One Key Mistake When Installing SQL Server

There’s one sure-fire way to set yourself and your applications up for failure when using SQL Server. I’ve seen all kinds of people do this.



It will cost you performance and create maintenance headaches down the road.



Let me explain what it is and why it causes trouble.



Hit next, next, next on the installer, accepting all the defaults, and leave it that way.



Racing through the installer accepting defaults will:


·         Put the core install and all the system and user databases on the same drive, the C drive. What else is on C? Yep, you got it. The operating system.


This creates a host of problems all by itself. Now OS patching will eat up space that your database install also will need to consume, putting you in danger of freezing the entire server when the C drive fills up.


You will be introducing IO contention between the OS and SQL Server and between the various types of IO that happen in SQL Server files, and you will be putting all that contention onto one disk. Want to slow… everything…down? Put it all on one disk. This is especially relevant for a point I make later about tempdb.


·         On older versions of SQL Server when you accept the defaults you end up with a SQL Server with a HUGE default setting for Max Server Memory.
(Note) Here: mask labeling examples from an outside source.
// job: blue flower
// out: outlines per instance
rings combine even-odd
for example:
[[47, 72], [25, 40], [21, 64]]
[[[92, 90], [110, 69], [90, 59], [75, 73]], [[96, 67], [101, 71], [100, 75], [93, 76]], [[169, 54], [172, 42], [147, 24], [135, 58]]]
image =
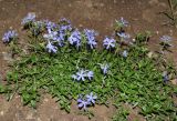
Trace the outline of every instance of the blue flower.
[[110, 65], [108, 64], [101, 64], [101, 69], [103, 71], [104, 74], [107, 73]]
[[79, 30], [75, 30], [71, 33], [69, 42], [70, 44], [75, 46], [77, 49], [81, 47], [81, 33]]
[[97, 46], [95, 37], [97, 33], [94, 30], [84, 29], [84, 33], [86, 36], [87, 44], [91, 49], [94, 49]]
[[85, 100], [77, 99], [77, 105], [79, 105], [80, 109], [87, 110], [88, 103], [87, 103], [87, 101], [85, 101]]
[[27, 17], [24, 19], [22, 19], [22, 24], [28, 24], [30, 22], [34, 22], [35, 21], [35, 13], [34, 12], [30, 12], [27, 14]]
[[90, 94], [86, 94], [86, 99], [87, 99], [87, 103], [88, 104], [95, 104], [95, 100], [97, 99], [97, 95], [93, 95], [93, 92], [91, 92]]
[[17, 37], [18, 37], [18, 33], [14, 30], [9, 30], [3, 34], [2, 41], [4, 43], [9, 43], [11, 40], [13, 40]]
[[58, 48], [55, 46], [52, 46], [50, 41], [48, 41], [46, 49], [49, 53], [56, 53], [58, 51]]
[[123, 56], [124, 58], [126, 58], [126, 57], [128, 56], [128, 52], [127, 52], [126, 50], [124, 50], [123, 53], [122, 53], [122, 56]]
[[103, 46], [107, 50], [112, 49], [112, 48], [115, 48], [115, 43], [116, 43], [116, 41], [114, 39], [110, 39], [107, 37], [103, 40]]
[[92, 80], [93, 77], [94, 77], [94, 72], [93, 71], [87, 71], [86, 75], [87, 75], [88, 80]]

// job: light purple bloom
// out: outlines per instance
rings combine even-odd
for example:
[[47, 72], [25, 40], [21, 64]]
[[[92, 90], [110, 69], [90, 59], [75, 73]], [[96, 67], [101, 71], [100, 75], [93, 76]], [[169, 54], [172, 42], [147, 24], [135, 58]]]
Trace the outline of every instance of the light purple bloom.
[[4, 43], [8, 43], [8, 42], [10, 42], [11, 40], [13, 40], [17, 37], [18, 37], [18, 33], [14, 30], [9, 30], [3, 34], [2, 41]]
[[103, 46], [107, 50], [112, 49], [112, 48], [115, 48], [115, 43], [116, 43], [116, 41], [114, 39], [110, 39], [107, 37], [103, 40]]
[[94, 95], [93, 92], [91, 92], [90, 94], [86, 94], [86, 99], [87, 99], [87, 103], [95, 104], [95, 100], [97, 99], [97, 95]]
[[95, 40], [95, 37], [97, 33], [94, 30], [84, 29], [84, 33], [86, 36], [87, 44], [91, 49], [95, 48], [97, 46], [97, 42]]
[[35, 21], [35, 13], [34, 12], [29, 12], [24, 19], [22, 19], [22, 24], [28, 24], [30, 22]]
[[53, 46], [50, 41], [48, 41], [46, 49], [49, 53], [56, 53], [58, 48]]
[[126, 50], [124, 50], [123, 53], [122, 53], [122, 56], [123, 56], [124, 58], [126, 58], [126, 57], [128, 56], [128, 52], [127, 52]]
[[81, 33], [79, 30], [75, 30], [71, 33], [71, 36], [69, 38], [69, 42], [72, 46], [76, 46], [77, 49], [79, 49], [79, 47], [81, 47]]
[[88, 105], [88, 103], [87, 103], [87, 101], [85, 101], [85, 100], [82, 100], [82, 99], [77, 99], [77, 105], [79, 105], [79, 108], [80, 109], [84, 109], [84, 110], [86, 110], [87, 109], [87, 105]]
[[107, 73], [110, 65], [108, 64], [101, 64], [101, 69], [103, 71], [104, 74]]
This can result in the OS and SQL Server fighting it out for RAM. This too will slow…everything…down. SQL Server may page out work it would have done in RAM to the disk. You could strangle the operating system by not leaving it enough RAM.



·         On older SQL Server versions, you end up with 1 tempdb file. You want to slow…everything…down? Leave that default on a multi-core system, especially a larger one, and watch page contention kill your tempdb performance because it can’t make allocations fast enough. Combine this with a busy workload on tempdb that is installed on the same drive with the user databases and the OS and that will seriously slow down your queries.
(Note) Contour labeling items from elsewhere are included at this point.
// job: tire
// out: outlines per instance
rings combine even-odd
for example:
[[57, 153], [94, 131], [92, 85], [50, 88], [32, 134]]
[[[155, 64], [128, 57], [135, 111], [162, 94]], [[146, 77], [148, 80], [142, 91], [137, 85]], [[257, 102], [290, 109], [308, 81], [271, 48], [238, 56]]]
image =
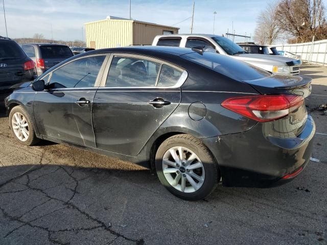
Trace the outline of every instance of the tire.
[[220, 179], [218, 164], [208, 149], [187, 134], [174, 135], [161, 143], [156, 154], [155, 166], [161, 184], [176, 197], [188, 201], [204, 199]]
[[[17, 122], [17, 118], [20, 121]], [[34, 126], [31, 117], [22, 106], [16, 106], [10, 111], [9, 124], [14, 138], [20, 144], [33, 145], [39, 141], [39, 139], [35, 135]]]

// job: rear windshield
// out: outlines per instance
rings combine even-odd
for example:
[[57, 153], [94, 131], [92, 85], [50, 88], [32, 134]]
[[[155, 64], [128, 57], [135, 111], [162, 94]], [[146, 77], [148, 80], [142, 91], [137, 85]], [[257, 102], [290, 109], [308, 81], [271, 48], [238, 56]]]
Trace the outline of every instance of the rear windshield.
[[26, 55], [21, 48], [14, 41], [2, 41], [0, 44], [0, 60], [21, 59]]
[[67, 46], [40, 46], [40, 49], [43, 59], [67, 58], [74, 55]]
[[270, 76], [268, 71], [232, 58], [212, 52], [191, 53], [181, 57], [239, 81], [260, 79]]
[[179, 47], [180, 39], [159, 39], [157, 43], [157, 46], [168, 46], [170, 47]]

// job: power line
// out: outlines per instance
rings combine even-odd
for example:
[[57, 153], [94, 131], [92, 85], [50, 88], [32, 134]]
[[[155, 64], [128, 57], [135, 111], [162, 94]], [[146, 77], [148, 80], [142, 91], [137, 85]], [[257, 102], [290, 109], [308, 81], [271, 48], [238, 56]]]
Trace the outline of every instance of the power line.
[[176, 24], [179, 24], [180, 23], [181, 23], [182, 22], [184, 22], [184, 21], [185, 21], [185, 20], [187, 20], [188, 19], [191, 19], [192, 17], [192, 16], [190, 16], [190, 17], [189, 17], [189, 18], [186, 18], [186, 19], [185, 19], [184, 20], [182, 20], [182, 21], [180, 21], [180, 22], [179, 22], [178, 23], [176, 23], [176, 24], [172, 24], [172, 25], [171, 25], [171, 27], [173, 27], [174, 26], [176, 26]]

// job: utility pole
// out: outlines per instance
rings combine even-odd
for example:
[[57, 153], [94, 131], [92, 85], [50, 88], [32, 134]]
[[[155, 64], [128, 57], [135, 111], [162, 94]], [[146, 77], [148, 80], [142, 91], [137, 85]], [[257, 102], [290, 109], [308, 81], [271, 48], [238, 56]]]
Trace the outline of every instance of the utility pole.
[[191, 24], [191, 34], [192, 34], [193, 32], [193, 20], [194, 19], [194, 5], [195, 4], [195, 2], [193, 1], [193, 11], [192, 13], [192, 22]]
[[129, 19], [131, 19], [131, 0], [129, 0]]
[[52, 39], [52, 43], [53, 43], [53, 33], [52, 32], [52, 24], [51, 24], [51, 38]]
[[216, 20], [215, 17], [217, 14], [217, 12], [215, 11], [214, 12], [214, 31], [213, 32], [213, 34], [215, 34], [215, 21]]
[[8, 31], [7, 30], [7, 21], [6, 20], [6, 11], [5, 11], [5, 0], [2, 0], [2, 3], [4, 5], [4, 15], [5, 16], [5, 26], [6, 26], [6, 34], [7, 37], [8, 37]]

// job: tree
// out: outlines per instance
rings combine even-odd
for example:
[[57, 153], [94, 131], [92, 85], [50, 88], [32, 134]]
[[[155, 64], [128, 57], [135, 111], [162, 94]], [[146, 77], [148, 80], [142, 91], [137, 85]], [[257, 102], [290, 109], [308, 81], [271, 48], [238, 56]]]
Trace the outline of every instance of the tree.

·         The “Next, next, next and you’re done” approach on older versions will leave you with MAXDOP set inappropriately at zero because it wasn’t until recently that the installer detected the number of CPUs and made a best practice recommendation in the install process. This very well could create performance problems around parallelism. Lower cost, small queries will go parallel and use all available cores when it isn’t truly necessary. Get enough of this happening and you will see slowness because of competing resources for parallelism for queries.



·         Some folks, when they “next, next, next” through the installer, check all the components for SQL Server and install everything because they figure they’ll put everything on there because they don’t really know what’s needed. Yes, people really do that. I’ve seen it and had the conversation about it with them after the fact. Well, that eats up resources on the machine for SQL Server services that you aren’t even going to use. This contributes to resource contention which, you guessed it – slows…everything…down.